Return on investment
The implementation of efficient cookstoves in Colombia is expensive (USD 600 each) when compared with other Latin American countries, because the models used in the country are not completely appropriated to the social and economic conditions; all cookstoves distributed correspond to fixed models, built on-site, heavy on labour and impossible to be built in series; and all the cost is to be bore by the government. Meanwhile, the cost of locally appropriated models, using alternative materials, is around USD 200-300, making it more affordable for families and even for the government if the subsidy is no more than 30%; this will reduce the cost of implementing a comprehensive cookstoves program in Colombia.
How could we successfully replicate this solution elsewhere?

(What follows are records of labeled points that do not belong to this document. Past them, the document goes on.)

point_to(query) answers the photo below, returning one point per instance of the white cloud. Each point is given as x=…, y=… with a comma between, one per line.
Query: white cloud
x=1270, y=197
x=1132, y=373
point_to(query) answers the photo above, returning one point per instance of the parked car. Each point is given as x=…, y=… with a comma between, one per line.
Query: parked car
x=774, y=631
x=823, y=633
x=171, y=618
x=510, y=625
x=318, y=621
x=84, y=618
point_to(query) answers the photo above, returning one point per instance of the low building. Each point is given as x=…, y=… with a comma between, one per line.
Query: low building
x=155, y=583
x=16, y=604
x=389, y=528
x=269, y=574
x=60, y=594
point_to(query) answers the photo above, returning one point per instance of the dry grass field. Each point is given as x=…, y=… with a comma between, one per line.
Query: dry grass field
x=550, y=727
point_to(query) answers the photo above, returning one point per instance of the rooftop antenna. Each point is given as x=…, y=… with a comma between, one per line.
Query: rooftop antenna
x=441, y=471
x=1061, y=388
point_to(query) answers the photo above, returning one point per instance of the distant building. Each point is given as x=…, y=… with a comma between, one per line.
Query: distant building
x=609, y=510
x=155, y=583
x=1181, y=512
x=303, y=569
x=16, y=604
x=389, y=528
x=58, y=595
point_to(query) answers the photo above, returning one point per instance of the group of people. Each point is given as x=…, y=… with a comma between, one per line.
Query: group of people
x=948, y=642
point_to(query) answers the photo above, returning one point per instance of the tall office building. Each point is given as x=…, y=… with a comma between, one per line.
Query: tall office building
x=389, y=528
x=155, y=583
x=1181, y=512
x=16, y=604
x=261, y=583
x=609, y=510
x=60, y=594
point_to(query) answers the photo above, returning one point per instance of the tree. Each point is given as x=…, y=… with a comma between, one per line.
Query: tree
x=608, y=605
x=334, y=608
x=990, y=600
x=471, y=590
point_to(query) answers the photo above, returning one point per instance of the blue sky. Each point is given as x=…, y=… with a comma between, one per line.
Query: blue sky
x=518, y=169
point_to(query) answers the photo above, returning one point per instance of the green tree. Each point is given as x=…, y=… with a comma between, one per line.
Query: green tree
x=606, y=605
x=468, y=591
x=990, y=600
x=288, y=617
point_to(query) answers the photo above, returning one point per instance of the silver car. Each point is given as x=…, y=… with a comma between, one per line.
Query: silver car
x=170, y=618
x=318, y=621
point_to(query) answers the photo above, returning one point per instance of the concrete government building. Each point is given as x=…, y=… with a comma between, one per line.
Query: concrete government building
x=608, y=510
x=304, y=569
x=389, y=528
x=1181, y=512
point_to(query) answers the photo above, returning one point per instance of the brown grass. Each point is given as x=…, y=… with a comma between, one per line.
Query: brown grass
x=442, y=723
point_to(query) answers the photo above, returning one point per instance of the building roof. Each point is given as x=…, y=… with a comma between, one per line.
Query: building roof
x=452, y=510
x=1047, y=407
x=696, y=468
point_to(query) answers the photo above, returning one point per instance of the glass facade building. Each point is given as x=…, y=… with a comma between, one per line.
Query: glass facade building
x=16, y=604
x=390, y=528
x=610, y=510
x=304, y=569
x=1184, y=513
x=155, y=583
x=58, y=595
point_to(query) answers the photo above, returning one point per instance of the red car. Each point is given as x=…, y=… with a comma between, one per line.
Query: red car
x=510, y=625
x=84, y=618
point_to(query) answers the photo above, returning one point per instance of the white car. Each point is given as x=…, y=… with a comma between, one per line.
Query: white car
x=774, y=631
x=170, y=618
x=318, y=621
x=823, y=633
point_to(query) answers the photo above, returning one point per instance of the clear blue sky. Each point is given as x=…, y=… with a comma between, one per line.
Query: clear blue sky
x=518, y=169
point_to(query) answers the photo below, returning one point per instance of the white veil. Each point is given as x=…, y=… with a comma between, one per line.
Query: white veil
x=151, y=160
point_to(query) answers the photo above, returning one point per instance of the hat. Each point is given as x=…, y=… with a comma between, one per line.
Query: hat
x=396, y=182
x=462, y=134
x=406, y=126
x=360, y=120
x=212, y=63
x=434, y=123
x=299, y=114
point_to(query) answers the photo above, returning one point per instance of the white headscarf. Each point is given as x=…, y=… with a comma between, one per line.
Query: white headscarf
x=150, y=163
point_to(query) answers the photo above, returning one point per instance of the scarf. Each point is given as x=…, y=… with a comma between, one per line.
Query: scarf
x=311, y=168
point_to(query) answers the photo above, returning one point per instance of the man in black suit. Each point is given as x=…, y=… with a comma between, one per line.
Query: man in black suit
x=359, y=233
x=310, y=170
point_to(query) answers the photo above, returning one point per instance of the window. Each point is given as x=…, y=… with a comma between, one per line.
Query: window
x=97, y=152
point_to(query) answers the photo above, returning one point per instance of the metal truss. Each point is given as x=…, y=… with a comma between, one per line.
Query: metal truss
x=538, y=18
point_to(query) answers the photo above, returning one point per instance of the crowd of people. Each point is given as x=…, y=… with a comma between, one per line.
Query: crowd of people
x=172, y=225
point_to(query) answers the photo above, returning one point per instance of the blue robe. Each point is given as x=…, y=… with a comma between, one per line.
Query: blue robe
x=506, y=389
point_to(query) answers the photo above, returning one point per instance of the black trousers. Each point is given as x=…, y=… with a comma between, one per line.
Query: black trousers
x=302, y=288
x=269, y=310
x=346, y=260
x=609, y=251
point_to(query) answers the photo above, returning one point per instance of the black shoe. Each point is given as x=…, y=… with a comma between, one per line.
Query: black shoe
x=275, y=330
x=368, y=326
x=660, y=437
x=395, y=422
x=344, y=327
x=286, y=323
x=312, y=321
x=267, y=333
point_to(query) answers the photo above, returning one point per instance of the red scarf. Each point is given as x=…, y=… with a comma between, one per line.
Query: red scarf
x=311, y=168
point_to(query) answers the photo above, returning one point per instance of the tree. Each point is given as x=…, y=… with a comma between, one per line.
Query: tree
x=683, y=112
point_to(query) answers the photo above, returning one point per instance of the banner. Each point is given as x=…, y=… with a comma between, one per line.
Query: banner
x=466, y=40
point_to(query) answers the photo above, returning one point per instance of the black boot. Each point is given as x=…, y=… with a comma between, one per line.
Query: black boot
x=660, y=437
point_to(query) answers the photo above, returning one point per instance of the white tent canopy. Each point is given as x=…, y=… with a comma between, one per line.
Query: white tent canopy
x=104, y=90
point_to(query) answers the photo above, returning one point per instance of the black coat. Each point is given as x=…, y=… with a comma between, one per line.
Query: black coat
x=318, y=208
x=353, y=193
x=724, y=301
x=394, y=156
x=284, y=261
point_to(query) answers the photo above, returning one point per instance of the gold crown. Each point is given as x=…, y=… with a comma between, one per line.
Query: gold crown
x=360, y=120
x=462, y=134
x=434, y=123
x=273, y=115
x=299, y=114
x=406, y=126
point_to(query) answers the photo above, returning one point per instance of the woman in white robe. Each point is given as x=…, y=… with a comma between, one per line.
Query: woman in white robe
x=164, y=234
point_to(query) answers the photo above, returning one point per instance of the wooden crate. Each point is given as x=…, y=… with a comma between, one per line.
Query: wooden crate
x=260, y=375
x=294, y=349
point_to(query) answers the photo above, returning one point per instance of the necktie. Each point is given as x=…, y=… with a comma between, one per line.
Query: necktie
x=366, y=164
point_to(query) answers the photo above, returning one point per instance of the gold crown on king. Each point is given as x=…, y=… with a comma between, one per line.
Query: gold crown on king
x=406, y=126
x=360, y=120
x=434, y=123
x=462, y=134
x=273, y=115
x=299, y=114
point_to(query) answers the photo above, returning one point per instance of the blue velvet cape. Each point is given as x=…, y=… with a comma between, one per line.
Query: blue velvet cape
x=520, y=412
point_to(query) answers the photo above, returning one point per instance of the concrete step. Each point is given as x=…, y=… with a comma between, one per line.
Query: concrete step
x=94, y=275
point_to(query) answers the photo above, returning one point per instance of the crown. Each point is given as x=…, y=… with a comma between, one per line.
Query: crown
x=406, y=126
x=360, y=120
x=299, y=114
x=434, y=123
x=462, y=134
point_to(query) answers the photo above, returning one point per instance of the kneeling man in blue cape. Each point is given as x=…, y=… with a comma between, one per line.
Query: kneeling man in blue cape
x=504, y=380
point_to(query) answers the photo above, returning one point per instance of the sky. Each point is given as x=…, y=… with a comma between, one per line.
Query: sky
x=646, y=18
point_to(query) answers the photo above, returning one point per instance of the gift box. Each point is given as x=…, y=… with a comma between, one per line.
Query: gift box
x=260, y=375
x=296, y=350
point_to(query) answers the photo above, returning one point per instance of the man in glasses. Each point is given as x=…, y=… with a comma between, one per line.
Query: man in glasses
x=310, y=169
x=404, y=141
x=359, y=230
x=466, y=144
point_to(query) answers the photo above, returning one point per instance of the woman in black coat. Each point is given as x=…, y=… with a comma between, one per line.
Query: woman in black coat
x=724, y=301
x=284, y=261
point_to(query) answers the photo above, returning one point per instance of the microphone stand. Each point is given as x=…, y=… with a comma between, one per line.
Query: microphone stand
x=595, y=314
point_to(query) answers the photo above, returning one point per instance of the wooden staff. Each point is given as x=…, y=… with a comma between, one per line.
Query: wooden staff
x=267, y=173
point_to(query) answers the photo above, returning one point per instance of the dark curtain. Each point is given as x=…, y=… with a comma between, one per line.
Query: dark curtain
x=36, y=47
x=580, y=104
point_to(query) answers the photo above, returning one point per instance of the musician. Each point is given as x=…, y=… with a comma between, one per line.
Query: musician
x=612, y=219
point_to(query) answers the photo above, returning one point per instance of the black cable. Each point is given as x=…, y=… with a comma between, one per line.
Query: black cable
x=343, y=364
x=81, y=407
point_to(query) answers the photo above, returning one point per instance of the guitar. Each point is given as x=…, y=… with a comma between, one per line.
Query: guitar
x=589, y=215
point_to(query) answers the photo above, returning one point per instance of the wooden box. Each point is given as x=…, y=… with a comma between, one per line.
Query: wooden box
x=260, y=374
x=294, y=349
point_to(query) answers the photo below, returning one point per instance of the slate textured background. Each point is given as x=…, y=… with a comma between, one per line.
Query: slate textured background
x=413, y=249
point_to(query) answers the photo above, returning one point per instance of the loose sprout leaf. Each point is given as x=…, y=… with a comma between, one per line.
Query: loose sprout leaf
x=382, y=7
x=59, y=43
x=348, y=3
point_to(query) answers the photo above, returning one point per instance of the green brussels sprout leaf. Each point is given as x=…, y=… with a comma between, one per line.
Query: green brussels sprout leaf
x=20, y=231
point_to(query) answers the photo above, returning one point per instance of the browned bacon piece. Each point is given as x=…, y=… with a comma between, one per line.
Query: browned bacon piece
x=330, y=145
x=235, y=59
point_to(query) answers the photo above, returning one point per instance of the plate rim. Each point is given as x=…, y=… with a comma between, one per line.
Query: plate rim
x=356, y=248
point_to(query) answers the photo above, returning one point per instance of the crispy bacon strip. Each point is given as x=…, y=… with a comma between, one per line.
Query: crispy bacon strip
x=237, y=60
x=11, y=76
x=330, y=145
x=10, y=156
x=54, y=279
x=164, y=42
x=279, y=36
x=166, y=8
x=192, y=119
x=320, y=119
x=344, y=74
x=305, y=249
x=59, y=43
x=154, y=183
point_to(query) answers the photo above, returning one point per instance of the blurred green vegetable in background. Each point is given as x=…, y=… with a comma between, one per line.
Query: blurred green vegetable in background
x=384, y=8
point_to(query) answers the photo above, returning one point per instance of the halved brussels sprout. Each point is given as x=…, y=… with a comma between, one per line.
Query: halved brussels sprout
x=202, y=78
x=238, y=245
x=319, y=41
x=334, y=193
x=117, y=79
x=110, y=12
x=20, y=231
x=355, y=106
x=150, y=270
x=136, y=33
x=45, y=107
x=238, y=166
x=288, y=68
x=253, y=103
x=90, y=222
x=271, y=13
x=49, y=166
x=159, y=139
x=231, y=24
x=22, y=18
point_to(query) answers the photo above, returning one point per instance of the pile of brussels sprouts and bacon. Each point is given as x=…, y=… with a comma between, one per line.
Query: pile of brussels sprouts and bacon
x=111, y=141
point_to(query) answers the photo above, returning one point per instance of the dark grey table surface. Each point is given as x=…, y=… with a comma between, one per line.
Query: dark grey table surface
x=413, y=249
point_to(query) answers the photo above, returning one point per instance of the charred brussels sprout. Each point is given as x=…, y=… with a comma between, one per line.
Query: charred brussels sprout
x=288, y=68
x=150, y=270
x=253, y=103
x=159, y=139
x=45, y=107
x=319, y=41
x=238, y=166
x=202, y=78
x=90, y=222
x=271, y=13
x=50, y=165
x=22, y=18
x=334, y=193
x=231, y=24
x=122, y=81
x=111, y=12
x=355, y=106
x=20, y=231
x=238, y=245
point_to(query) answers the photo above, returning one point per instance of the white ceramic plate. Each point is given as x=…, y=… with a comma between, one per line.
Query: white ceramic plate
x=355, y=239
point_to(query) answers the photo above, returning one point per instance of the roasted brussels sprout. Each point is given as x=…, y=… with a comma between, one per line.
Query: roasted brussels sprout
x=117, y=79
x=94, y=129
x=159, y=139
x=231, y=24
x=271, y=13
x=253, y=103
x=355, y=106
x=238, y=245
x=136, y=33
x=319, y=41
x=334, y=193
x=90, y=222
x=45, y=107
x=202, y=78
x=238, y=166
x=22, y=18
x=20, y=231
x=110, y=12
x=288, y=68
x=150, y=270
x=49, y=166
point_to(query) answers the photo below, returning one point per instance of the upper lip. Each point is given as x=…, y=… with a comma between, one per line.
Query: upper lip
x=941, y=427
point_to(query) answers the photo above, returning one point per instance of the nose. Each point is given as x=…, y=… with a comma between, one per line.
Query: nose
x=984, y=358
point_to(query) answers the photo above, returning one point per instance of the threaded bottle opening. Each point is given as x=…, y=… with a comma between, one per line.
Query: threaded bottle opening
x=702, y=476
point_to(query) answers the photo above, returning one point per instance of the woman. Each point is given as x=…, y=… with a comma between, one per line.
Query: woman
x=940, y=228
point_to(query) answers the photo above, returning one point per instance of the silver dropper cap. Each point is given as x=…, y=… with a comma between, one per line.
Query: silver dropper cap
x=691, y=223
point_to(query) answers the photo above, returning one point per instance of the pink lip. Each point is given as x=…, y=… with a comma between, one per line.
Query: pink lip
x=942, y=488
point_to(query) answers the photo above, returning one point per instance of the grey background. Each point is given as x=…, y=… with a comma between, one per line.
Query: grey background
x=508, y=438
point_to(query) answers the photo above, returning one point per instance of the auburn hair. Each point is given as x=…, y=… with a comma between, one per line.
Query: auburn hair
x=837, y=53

Replication has already started; Fundacion Natura has worked in at least five regions (departments of the country) and has implemented around 10.000 clean cookstoves, of at least three different models in the past 3 years, and we are ready to work in other regions. At least three micro-financing agreements have been promoted involving financial institutions and local cookstoves providers, and the first micro-credits have already been awarded. However, the impact of these recent changes is yet to be done, so follow-up is required and eventually the introduction of adjustments, as well as diffusion of the proposed strategies. Further involvement of the National Government (MADS, DNP) is key to progressively discontinue/reduce the subsidies for cookstoves, and participation of local authorities is key for them to understand the market-based scheme and the need for inclusion of local communities in the decision making process (selection of technologies).